Tom Schlesinger of The News provides his weekly "Capital Roundup", tells of the prospects for the House seat held by Major Alfred Bulwinkle, in ill health, in the 11th Congressional district of the state, that C. O. Ridings, the district solicitor, was the man to beat, with stiff opposition supplied by Charles Flack. Mr. Bulwinkle had been an early champion of the Wages & Hours law, the only Congressional proponent from North Carolina, against substantial opposition at home, would be missed in the North Carolina delegation.

Despite Democratic gains in the special Senate race and in some special House races, the same split in both chambers continued as in January at the beginning of the 81st Congress, 54 to 42 in favor of the Democrats in the Senate and 263 to 171 plus one Labor Party member in the House.

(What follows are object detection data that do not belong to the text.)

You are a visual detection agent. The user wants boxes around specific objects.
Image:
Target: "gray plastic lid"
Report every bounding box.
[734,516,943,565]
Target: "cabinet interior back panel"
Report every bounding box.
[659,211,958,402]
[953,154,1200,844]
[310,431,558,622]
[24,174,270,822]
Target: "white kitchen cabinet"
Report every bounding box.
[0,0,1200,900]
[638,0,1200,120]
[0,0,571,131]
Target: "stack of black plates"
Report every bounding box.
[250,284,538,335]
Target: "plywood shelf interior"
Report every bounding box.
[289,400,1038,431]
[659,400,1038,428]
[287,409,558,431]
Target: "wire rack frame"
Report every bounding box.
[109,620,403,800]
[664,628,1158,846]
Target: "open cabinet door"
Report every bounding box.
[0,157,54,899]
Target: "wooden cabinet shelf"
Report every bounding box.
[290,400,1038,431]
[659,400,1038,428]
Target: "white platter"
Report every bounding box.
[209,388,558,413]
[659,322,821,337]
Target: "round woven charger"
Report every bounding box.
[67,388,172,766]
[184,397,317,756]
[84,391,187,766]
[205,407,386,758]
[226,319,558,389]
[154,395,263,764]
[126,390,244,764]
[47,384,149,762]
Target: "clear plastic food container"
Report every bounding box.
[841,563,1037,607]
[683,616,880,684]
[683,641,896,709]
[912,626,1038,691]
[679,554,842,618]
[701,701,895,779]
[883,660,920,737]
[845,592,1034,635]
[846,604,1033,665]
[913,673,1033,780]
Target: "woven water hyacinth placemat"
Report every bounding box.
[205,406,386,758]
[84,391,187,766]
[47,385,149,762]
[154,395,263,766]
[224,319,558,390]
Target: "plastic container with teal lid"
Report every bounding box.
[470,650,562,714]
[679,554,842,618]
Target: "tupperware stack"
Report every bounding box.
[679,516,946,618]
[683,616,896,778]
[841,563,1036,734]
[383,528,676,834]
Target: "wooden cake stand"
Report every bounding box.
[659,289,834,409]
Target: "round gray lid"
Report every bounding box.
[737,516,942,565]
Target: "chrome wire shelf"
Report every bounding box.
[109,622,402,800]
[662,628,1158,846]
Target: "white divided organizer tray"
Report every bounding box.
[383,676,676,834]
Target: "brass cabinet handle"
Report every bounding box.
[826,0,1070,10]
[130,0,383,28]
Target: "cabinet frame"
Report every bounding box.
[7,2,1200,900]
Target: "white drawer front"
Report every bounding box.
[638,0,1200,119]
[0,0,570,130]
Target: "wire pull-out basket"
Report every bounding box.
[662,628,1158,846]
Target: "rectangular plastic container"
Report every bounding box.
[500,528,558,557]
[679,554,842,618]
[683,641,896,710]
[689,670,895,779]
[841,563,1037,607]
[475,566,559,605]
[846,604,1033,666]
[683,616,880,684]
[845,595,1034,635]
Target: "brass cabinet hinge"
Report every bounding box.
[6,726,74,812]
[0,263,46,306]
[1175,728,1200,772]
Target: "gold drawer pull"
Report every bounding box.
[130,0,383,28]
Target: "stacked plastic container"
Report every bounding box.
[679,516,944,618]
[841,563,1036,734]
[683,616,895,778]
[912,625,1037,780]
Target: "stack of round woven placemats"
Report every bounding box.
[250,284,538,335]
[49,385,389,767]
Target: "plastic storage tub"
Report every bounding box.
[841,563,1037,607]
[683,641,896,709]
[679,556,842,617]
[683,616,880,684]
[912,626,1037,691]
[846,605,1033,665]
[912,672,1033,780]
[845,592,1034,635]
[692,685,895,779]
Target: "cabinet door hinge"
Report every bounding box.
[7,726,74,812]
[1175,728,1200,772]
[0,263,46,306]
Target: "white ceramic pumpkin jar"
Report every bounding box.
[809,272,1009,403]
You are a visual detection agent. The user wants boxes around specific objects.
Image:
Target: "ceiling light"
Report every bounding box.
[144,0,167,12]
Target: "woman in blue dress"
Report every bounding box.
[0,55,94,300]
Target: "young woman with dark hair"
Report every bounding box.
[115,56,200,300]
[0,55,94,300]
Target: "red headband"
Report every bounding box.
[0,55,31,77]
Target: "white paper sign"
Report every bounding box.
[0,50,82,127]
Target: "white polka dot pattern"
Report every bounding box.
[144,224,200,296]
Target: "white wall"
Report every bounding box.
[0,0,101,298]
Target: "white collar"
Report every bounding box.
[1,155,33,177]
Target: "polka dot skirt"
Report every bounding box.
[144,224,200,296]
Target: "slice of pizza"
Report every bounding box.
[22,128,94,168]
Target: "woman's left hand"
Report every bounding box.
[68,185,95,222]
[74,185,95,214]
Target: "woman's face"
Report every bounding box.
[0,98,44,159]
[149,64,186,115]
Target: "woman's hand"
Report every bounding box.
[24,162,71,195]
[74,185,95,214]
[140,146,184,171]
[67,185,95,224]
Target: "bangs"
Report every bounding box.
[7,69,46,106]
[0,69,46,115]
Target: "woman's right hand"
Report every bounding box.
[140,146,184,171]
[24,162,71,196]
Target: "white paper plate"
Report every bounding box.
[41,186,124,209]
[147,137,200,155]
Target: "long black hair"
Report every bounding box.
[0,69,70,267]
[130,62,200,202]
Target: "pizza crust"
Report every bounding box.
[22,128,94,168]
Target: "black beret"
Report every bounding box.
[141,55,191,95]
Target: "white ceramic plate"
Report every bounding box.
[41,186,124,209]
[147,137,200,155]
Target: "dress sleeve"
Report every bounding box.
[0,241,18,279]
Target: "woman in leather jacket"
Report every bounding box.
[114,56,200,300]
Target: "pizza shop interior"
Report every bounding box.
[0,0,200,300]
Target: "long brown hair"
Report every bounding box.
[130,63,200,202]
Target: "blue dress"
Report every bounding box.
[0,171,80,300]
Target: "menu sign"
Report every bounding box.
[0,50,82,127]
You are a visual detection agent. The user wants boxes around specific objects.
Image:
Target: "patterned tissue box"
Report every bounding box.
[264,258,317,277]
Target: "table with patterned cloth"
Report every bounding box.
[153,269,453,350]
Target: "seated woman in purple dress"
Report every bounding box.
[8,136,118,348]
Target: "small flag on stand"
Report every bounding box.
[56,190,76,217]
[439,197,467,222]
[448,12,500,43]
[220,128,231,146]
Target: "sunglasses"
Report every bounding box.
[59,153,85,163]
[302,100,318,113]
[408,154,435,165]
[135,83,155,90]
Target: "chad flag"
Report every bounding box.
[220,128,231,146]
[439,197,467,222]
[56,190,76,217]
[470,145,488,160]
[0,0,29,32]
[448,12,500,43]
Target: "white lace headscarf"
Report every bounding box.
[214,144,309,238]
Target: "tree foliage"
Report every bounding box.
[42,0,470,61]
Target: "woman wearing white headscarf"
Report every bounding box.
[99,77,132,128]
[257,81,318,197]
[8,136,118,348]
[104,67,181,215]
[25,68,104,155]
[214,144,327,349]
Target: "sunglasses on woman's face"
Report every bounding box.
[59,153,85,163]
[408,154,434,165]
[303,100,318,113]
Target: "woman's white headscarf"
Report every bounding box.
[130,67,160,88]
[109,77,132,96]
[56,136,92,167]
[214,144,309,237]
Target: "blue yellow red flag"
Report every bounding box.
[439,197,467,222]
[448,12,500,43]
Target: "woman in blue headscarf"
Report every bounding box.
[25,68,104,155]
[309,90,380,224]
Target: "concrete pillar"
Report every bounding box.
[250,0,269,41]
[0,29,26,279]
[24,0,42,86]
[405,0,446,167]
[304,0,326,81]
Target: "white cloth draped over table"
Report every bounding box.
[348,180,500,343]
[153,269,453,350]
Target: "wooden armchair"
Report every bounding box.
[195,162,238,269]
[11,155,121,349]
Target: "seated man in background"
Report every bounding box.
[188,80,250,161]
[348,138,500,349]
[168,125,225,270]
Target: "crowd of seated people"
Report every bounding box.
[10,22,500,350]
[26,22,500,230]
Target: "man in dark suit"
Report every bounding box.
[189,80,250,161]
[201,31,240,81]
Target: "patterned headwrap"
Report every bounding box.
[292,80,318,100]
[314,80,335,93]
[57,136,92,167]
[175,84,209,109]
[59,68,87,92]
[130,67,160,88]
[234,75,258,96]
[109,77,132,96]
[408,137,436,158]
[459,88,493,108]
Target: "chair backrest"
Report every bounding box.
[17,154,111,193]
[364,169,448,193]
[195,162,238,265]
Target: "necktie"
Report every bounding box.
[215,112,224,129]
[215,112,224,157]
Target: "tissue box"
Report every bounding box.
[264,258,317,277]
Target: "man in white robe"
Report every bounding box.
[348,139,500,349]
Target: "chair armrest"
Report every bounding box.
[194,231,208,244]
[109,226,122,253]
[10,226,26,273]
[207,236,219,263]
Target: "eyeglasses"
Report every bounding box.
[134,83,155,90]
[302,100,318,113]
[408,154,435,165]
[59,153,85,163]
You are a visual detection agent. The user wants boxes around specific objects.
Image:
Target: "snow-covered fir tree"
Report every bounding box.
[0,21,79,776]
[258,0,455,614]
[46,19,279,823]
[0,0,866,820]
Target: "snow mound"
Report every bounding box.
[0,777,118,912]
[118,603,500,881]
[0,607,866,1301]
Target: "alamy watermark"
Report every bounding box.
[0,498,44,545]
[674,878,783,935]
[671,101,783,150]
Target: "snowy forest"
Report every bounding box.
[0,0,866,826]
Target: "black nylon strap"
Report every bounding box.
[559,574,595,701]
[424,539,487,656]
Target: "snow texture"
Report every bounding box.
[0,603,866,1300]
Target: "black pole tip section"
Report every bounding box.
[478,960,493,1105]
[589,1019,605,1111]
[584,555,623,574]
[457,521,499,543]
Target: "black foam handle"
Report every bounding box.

Senator Frank Graham had attended the UNC-Notre Dame football game in Yankee Stadium the previous weekend, but Senator Clyde Hoey had missed it, despite his office having arranged for a special train to carry 300 fans.

Senator Graham would be in Charlotte in December for two speaking engagements. He averaged four talks per week while the Senate was not in session, Senator Hoey even more.

It was believed that state labor forces were behind the candidacy of former Senator Robert Rice Reynolds for the Senate seat of his successor, Mr. Hoey, because of the latter's vote against much of the legislation favored by labor. Former interim Senator William B. Umstead had not determined whether he would run against interim Senator Graham in the special election, as he believed that if he ran and lost, his political career would be at an end.

The latest cartoon on Senator Hoey's office wall was one by Washington Star cartoonist Jim Berryman, showing a caricature of Senator Hoey pulling the lanyard of a baby cannon bearing the label "5 per cent investigation", aimed at a blindfolded Presidential military aide General Harry Vaughan, with the caption, "You May Fire When Ready, Senator".